Les plafonds du taux d'usure relevés au 1er juillet 2026 : que change-t‑il pour les emprunteurs ?

La Banque de France a augmenté, au 1er juillet 2026, les plafonds du taux d'usure. Une hausse modérée mais significative : elle permet de débloquer certains dossiers proches des anciens seuils et influe sur l'accessibilité du crédit immobilier.

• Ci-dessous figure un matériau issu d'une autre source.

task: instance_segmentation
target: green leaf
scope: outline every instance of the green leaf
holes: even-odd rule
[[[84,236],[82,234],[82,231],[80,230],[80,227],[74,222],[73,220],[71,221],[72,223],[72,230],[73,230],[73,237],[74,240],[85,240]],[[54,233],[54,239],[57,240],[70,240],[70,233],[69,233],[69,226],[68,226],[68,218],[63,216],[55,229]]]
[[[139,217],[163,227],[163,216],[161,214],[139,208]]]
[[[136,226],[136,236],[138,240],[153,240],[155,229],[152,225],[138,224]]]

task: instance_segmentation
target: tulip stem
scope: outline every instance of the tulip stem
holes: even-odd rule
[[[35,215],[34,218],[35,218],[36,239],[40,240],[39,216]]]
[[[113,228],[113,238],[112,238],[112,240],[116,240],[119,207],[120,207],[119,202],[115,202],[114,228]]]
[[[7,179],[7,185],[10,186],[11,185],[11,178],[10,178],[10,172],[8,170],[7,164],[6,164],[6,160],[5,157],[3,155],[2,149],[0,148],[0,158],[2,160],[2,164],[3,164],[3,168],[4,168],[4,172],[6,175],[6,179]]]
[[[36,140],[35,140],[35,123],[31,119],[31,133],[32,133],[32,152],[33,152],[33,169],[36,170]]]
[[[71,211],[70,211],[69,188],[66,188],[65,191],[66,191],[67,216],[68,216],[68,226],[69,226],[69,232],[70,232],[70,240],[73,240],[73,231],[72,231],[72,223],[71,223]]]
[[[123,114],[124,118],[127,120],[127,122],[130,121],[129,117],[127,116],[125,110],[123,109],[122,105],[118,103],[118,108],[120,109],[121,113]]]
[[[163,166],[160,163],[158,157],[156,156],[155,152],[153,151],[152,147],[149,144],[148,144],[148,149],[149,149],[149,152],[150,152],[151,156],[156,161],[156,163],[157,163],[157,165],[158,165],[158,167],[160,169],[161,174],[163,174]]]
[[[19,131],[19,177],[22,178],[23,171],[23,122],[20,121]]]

Les plafonds du taux d'usure relevés au 1er juillet 2026 : que change-t‑il pour les emprunteurs ?
©Illustration IA Mathieu Perrin / renseignementeconomique.fr

La Banque de France relève les seuils du taux d'usure

Depuis le 1er juillet 2026, les banques peuvent proposer des crédits immobiliers avec un TAEG plus élevé qu'avant sans enfreindre la réglementation : la Banque de France a relevé les plafonds du taux d'usure applicables aux prêts immobiliers. Cette mise à jour trimestrielle, parfois technique, a des conséquences concrètes pour des milliers de dossiers aujourd'hui en attente.

Les nouveaux plafonds

Les nouveaux seuils varient selon la durée du prêt et le type de financement. Ils s'appliquent aux prêts immobiliers classiques et aux prêts travaux supérieurs à 75 000 euros. Voici les niveaux publiés :

Durée / type de prêtPlafond (TAEG)
Moins de 10 ans4,07 %
10 à 20 ans4,57 %
20 ans et plus5,29 %
Prêts relais6,39 %

Pourquoi cette hausse compte

Le taux d'usure n'est pas le taux nominal affiché par la banque : il s'agit du TAEG, qui intègre l'ensemble des coûts du crédit (intérêts, assurances obligatoires, frais de dossier, etc.). En relevant les plafonds, la Banque de France donne une marge de manœuvre supplémentaire aux établissements. Concrètement :

  • des dossiers auparavant refusés parce qu'ils dépassaient le plafond peuvent redevenir finançables,
  • les emprunteurs avec des profils plus risqués (apport réduit, emploi atypique, taux d'assurance plus élevé) voient augmenter leurs chances d'obtention,
  • les banques gagnent en flexibilité commerciale, surtout sur des dossiers courts ou très longs où les marges sont comprimées.

Limites et précautions pour les emprunteurs

La hausse reste modérée et ne signifie pas un retour à des niveaux de crédit bon marché : elle corrige principalement des blocages marginaux. Les emprunteurs doivent rester vigilants :

  • un TAEG proche du plafond peut masquer des frais annexes importants ; il faut comparer le coût total,
  • la décision finale d'accorder un prêt dépend toujours de l'analyse du dossier (revenus, apport, endettement),
  • les conditions commerciales ponctuelles des banques (offres promotionnelles, prêts complémentaires) peuvent rester déterminantes pour le coût effectif du financement.

Conséquences pour le marché et les acteurs

Pour les établissements, la revalorisation du taux d'usure réduit le risque de voir des dossiers se retrouver dans l'impasse pour quelques dixièmes de point, ce qui facilite la production de nouveaux contrats dans un environnement de taux qui demeure historiquement élevé par rapport à la période d'avant la remontée des taux directeurs. Pour les acteurs du courtage, cette révision offre une fenêtre pour renégocier ou repositionner des demandes rejetées récemment.

Au final, la remontée des plafonds du 1er juillet 2026 est une évolution technique mais utile : elle n'abaisse pas le coût du crédit pour la majorité des emprunteurs, mais elle ouvre la porte à des dossiers marginalisés et donne aux banques une marge de manœuvre réglementaire bienvenue.